As far as I can tell, Marbode's 12th-century De Lapidibus doesn't mention jade.
You sure picked a hard stone!
Possibly one of the earliest people to write about jade in Latin was Friar Odoric of Pordenone, who encountered jade on a visit to China in the early 1300s. From his travels:
in medio autem palacii est pigna quedam magna & alta passibus prulibus* quam duobus que tota est de quodam lapide preciosso nomine merdacas. & est tota auro ligata. & in quolibet ipsius angulo est serpens de auro, qui verberat eos fortissime.
My attempted translation, aided by Berthold Laufer's Jade: A Study in Chinese Archaeology and Religion:
In the middle of the palace is a big jar more than two paces high, made entirely of a certain precious stone called "jade". It's entirely lined with gold.

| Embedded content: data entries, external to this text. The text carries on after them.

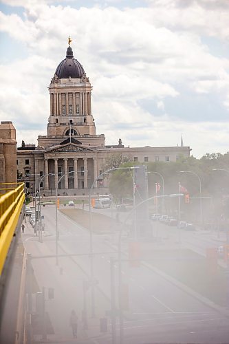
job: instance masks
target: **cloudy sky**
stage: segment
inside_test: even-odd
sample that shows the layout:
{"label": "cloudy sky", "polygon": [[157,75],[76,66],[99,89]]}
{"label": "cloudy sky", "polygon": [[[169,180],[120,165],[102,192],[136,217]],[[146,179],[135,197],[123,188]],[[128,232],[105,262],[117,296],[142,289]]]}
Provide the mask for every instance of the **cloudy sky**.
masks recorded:
{"label": "cloudy sky", "polygon": [[106,144],[229,151],[228,0],[0,0],[0,120],[46,134],[67,37]]}

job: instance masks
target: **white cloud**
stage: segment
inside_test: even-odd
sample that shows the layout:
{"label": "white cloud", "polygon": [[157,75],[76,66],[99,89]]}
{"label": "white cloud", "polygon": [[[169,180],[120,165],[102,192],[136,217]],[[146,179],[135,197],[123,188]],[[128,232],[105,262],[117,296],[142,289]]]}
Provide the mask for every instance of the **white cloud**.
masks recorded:
{"label": "white cloud", "polygon": [[[0,12],[0,30],[25,45],[28,56],[0,66],[0,81],[5,85],[0,92],[0,119],[12,118],[20,128],[20,138],[25,133],[21,130],[32,130],[34,143],[37,132],[44,133],[50,113],[47,87],[65,58],[69,34],[74,56],[94,86],[97,131],[105,134],[107,143],[120,136],[125,144],[176,145],[186,123],[174,122],[167,107],[166,114],[154,117],[153,111],[142,107],[139,100],[153,99],[164,112],[165,100],[182,97],[180,90],[186,88],[198,96],[219,94],[225,111],[229,108],[228,58],[214,56],[202,40],[203,35],[210,35],[219,43],[227,41],[229,8],[223,1],[219,6],[210,2],[208,8],[204,0],[190,1],[186,6],[180,0],[158,0],[149,1],[149,8],[120,10],[8,0],[8,5],[23,6],[25,17]],[[196,151],[204,154],[213,128],[217,138],[210,142],[219,146],[228,133],[227,125],[210,128],[204,122],[203,131],[190,120],[186,143],[194,147],[197,142]],[[206,147],[200,139],[203,133]]]}

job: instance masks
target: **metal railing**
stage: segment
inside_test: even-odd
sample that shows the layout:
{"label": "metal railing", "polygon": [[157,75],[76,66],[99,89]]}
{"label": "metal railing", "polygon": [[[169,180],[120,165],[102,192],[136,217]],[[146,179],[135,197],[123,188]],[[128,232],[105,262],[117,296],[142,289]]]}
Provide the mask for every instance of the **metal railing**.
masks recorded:
{"label": "metal railing", "polygon": [[24,183],[0,184],[0,275],[25,201]]}

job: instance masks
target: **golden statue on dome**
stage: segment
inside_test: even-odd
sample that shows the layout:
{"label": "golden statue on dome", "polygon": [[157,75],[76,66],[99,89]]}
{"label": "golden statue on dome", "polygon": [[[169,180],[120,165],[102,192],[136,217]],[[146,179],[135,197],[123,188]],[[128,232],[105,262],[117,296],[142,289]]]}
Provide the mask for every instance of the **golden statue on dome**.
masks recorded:
{"label": "golden statue on dome", "polygon": [[70,36],[68,36],[68,45],[70,46],[71,42],[72,42],[72,39],[71,39]]}

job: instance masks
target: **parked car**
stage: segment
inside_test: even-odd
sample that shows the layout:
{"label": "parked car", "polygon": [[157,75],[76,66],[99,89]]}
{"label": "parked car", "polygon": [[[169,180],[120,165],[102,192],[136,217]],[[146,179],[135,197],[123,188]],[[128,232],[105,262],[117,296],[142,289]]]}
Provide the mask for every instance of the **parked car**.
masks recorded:
{"label": "parked car", "polygon": [[168,224],[169,226],[177,226],[177,220],[176,219],[170,219],[170,220],[168,222]]}
{"label": "parked car", "polygon": [[187,222],[186,221],[179,221],[177,223],[177,228],[185,228],[186,226]]}
{"label": "parked car", "polygon": [[168,217],[168,215],[162,215],[162,216],[160,217],[159,221],[160,221],[160,222],[164,222],[164,221],[166,221],[166,220],[167,217]]}
{"label": "parked car", "polygon": [[167,216],[166,219],[163,221],[163,222],[169,224],[169,222],[171,219],[173,219],[173,216]]}
{"label": "parked car", "polygon": [[186,224],[185,226],[185,230],[195,230],[195,228],[193,224]]}
{"label": "parked car", "polygon": [[153,219],[153,221],[156,221],[159,219],[161,217],[160,214],[152,214],[151,215],[151,219]]}
{"label": "parked car", "polygon": [[25,206],[25,216],[30,215],[32,214],[32,210],[30,206]]}
{"label": "parked car", "polygon": [[118,204],[117,211],[126,211],[127,207],[124,204]]}

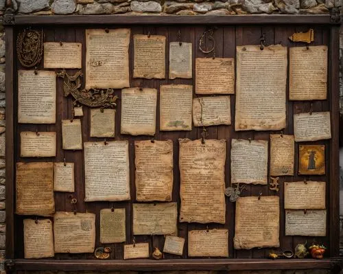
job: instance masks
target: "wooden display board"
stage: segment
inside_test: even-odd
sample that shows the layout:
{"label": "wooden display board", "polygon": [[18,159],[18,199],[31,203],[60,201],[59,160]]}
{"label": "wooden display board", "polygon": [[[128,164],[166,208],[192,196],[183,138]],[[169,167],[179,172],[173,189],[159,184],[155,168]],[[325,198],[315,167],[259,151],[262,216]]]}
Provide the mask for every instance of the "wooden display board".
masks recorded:
{"label": "wooden display board", "polygon": [[[9,261],[8,270],[61,270],[61,271],[161,271],[161,270],[255,270],[255,269],[330,269],[333,266],[333,258],[339,255],[339,178],[338,178],[338,102],[339,102],[339,26],[337,21],[329,15],[323,16],[6,16],[5,23],[6,32],[6,258]],[[333,18],[334,19],[334,18]],[[16,39],[19,32],[25,27],[43,30],[45,42],[77,42],[82,44],[82,71],[85,74],[85,30],[91,28],[126,27],[131,30],[131,40],[129,48],[130,84],[130,87],[143,87],[157,89],[161,84],[193,84],[193,98],[195,88],[195,58],[212,57],[198,49],[199,39],[208,24],[217,27],[214,32],[216,41],[215,56],[217,58],[236,58],[236,46],[245,45],[260,45],[260,38],[265,34],[265,45],[281,43],[287,47],[304,46],[304,43],[295,43],[288,38],[297,32],[307,31],[309,27],[314,30],[314,41],[311,45],[327,45],[328,56],[328,98],[322,101],[289,101],[287,100],[287,126],[283,134],[293,134],[293,115],[303,112],[330,111],[331,115],[331,135],[329,140],[311,142],[314,144],[325,145],[326,172],[325,175],[298,176],[298,159],[299,143],[296,143],[294,176],[281,176],[280,191],[275,192],[269,190],[268,185],[247,185],[247,190],[242,192],[242,196],[277,195],[280,202],[280,244],[281,248],[294,249],[299,243],[311,242],[313,237],[285,236],[285,210],[283,209],[283,182],[298,181],[305,179],[311,181],[327,182],[326,207],[327,210],[327,233],[325,237],[318,237],[316,240],[328,247],[325,259],[292,259],[289,260],[267,260],[270,249],[253,249],[251,250],[235,250],[233,237],[235,235],[235,204],[229,202],[226,197],[226,214],[224,225],[210,223],[178,222],[178,236],[186,238],[182,256],[165,254],[165,258],[156,261],[152,259],[153,247],[163,250],[165,237],[163,236],[136,236],[136,242],[150,242],[150,259],[124,261],[123,248],[124,243],[104,244],[110,246],[113,252],[110,260],[95,259],[93,253],[59,254],[56,253],[49,260],[23,259],[23,216],[14,214],[15,205],[15,164],[24,161],[56,161],[75,164],[74,196],[78,199],[76,204],[78,212],[96,214],[95,247],[99,243],[99,212],[102,209],[123,208],[126,210],[126,244],[132,244],[132,203],[135,200],[134,186],[134,147],[135,140],[150,139],[151,137],[134,137],[120,134],[121,91],[115,90],[119,96],[115,117],[115,137],[107,140],[128,140],[130,153],[130,176],[131,200],[121,202],[84,202],[84,150],[63,150],[62,148],[61,120],[70,119],[73,109],[71,97],[63,97],[62,80],[57,80],[56,121],[54,124],[25,124],[17,122],[18,111],[18,78],[19,69],[24,69],[20,65],[16,53]],[[169,43],[178,41],[178,33],[180,31],[182,42],[192,43],[193,50],[193,79],[147,80],[132,78],[133,43],[132,35],[147,34],[162,35],[166,37],[166,76],[169,69]],[[38,69],[43,69],[43,61]],[[60,69],[56,69],[60,71]],[[75,72],[75,69],[69,70]],[[263,73],[263,71],[261,71]],[[288,84],[287,88],[288,98]],[[269,140],[270,133],[281,133],[281,131],[235,131],[235,95],[230,95],[231,125],[207,127],[208,139],[226,139],[227,151],[225,165],[226,187],[230,185],[230,141],[233,138],[255,140]],[[84,116],[82,120],[82,141],[104,141],[103,138],[90,137],[90,108],[84,106]],[[20,156],[20,133],[22,131],[56,131],[57,155],[54,158],[21,158]],[[156,140],[172,139],[174,144],[174,188],[172,201],[180,204],[180,171],[178,167],[179,138],[197,139],[202,137],[202,127],[194,127],[191,131],[161,131],[159,130],[159,115],[156,115]],[[302,144],[302,143],[300,143]],[[269,168],[268,168],[269,170]],[[268,180],[270,176],[268,174]],[[55,192],[56,211],[71,212],[73,206],[70,203],[69,194]],[[180,205],[178,206],[180,208]],[[33,218],[33,217],[32,217]],[[198,259],[187,257],[187,238],[189,231],[226,228],[229,233],[229,258]]]}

Inside every corner of the jar, there is a dragon of gold, which attacks [them?] most powerfully.
Laufer believes that merdacas is a corruption of the Mongolian erdeni kash, meaning "precious jade". I didn't find any other uses of merdacas except to tell the story of Odoric's journey.
You might consider the etymology of jade. It comes from the Spanish piedra de hijada, "stone of the flank", so named because native Americans told the Spaniards that jade is useful for curing diseases related to the kidneys. Rewinding this back to Latin, you get petra iliata, though iliata is unattested.
The Latinitas Recens offers petra nephritica, using the Greek word for kidney.
*I'm assuming that prulibus is a misspelling of pluribus.